This rock is intermediate in titanium

China’s unmanned mission Chang’e-3 put down the Yutu rover on a geologically young lava flow that was formed about 3 billion years ago. The basaltic rock identified by the rover had “unique compositional characteristics.” The study is expected to throw new light on the origins of the Earth’s nearest neighbor. It was a surprise for planetary scientists and geochemists.

Basalts collected by the US and Soviet missions were either high or low in titanium. But the new substance is intermediate in titanium and very rich in iron oxide. Bradley Joliff of the Washington University, the only American in the Chinese team, told the Guardian that the diversity suggests the moon’s upper mantle is far less uniform in composition than our planet. Researchers can see how the moon’s volcanism changed over time by correlating chemistry with age.
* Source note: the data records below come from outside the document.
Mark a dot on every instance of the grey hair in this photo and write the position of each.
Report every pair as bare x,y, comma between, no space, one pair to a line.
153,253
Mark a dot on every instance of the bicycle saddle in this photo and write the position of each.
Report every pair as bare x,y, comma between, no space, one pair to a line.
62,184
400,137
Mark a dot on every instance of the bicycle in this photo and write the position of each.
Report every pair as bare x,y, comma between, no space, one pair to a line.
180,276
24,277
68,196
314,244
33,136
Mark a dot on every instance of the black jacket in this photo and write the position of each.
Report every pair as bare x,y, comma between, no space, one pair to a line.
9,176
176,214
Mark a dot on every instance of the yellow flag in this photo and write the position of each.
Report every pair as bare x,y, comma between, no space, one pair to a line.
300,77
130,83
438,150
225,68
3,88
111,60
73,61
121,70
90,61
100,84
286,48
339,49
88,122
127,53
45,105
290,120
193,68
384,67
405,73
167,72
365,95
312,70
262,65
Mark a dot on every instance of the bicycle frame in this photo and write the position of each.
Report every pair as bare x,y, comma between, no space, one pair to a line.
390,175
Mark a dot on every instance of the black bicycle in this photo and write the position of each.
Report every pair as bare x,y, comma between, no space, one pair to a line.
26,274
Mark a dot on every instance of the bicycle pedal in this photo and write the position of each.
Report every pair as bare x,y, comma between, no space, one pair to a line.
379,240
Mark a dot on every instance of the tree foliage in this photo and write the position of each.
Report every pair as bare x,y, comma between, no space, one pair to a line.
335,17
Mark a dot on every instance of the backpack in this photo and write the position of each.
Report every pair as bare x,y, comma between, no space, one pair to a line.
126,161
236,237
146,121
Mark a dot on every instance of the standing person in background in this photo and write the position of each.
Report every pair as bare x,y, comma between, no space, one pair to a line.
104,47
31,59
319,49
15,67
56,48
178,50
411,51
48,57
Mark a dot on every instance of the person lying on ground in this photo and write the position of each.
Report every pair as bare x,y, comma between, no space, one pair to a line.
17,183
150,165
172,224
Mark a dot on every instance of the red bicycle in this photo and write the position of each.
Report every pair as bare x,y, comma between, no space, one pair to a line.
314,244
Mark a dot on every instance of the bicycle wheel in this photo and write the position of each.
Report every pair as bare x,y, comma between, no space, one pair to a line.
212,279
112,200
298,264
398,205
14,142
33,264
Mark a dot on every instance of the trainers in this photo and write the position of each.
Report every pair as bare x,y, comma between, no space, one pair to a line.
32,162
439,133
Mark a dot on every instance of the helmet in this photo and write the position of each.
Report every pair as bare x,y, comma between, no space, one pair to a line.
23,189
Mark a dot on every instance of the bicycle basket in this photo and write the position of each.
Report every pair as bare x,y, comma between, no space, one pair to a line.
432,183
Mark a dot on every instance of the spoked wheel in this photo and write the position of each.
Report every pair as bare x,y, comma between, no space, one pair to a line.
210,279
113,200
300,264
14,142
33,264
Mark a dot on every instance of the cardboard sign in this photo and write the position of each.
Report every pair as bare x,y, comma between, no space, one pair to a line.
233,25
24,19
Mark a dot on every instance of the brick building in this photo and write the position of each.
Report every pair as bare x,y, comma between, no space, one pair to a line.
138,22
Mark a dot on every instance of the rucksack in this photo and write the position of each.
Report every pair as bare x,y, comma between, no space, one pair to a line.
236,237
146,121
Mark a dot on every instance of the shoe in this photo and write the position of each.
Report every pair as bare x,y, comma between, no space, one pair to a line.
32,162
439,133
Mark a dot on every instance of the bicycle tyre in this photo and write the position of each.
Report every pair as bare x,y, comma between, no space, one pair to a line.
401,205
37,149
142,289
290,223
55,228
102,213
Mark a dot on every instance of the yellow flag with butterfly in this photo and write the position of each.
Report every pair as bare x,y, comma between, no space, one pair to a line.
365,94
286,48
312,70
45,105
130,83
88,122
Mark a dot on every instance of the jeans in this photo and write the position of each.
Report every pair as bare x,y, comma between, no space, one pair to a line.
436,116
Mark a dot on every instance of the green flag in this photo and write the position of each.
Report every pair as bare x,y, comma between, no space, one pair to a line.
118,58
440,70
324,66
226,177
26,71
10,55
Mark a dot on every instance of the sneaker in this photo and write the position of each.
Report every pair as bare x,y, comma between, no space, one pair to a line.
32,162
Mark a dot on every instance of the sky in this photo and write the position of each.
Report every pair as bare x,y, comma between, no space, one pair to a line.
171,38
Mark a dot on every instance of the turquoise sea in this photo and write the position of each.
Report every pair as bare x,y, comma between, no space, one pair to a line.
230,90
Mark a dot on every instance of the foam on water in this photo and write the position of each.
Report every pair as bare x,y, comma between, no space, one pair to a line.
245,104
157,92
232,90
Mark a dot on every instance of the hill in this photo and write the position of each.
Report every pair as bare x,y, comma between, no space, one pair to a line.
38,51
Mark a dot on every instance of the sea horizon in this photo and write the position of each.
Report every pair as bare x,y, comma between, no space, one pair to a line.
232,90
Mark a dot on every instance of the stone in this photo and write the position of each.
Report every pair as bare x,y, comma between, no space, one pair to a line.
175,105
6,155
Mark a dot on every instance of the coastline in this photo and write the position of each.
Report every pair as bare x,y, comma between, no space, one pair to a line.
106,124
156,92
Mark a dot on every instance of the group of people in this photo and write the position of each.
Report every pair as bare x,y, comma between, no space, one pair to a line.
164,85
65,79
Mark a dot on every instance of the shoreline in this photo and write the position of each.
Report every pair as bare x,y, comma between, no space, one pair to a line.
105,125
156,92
Yutu rover may help reveal the composition of the moon’s interior

The moon is believed to have formed when a Mars-sized body called Theia crashed into Earth early in the history of the solar system. The debris and rocks from the collision coalesced and cooled to form the moon. But radioactive elements in the interior heated up the rock under the crust for about 500 million years. As a result, volcanic lava slurped into impact craters to form the “seas” or maria.

Since volcanic activity brings minerals from the center to the surface of a planetary body, understanding the volcanic rocks could help researchers determine the lunar composition. Minerals in molten rock usually crystallize at different temperatures. So, the surface rock may offer clues about the deep interior of the moon.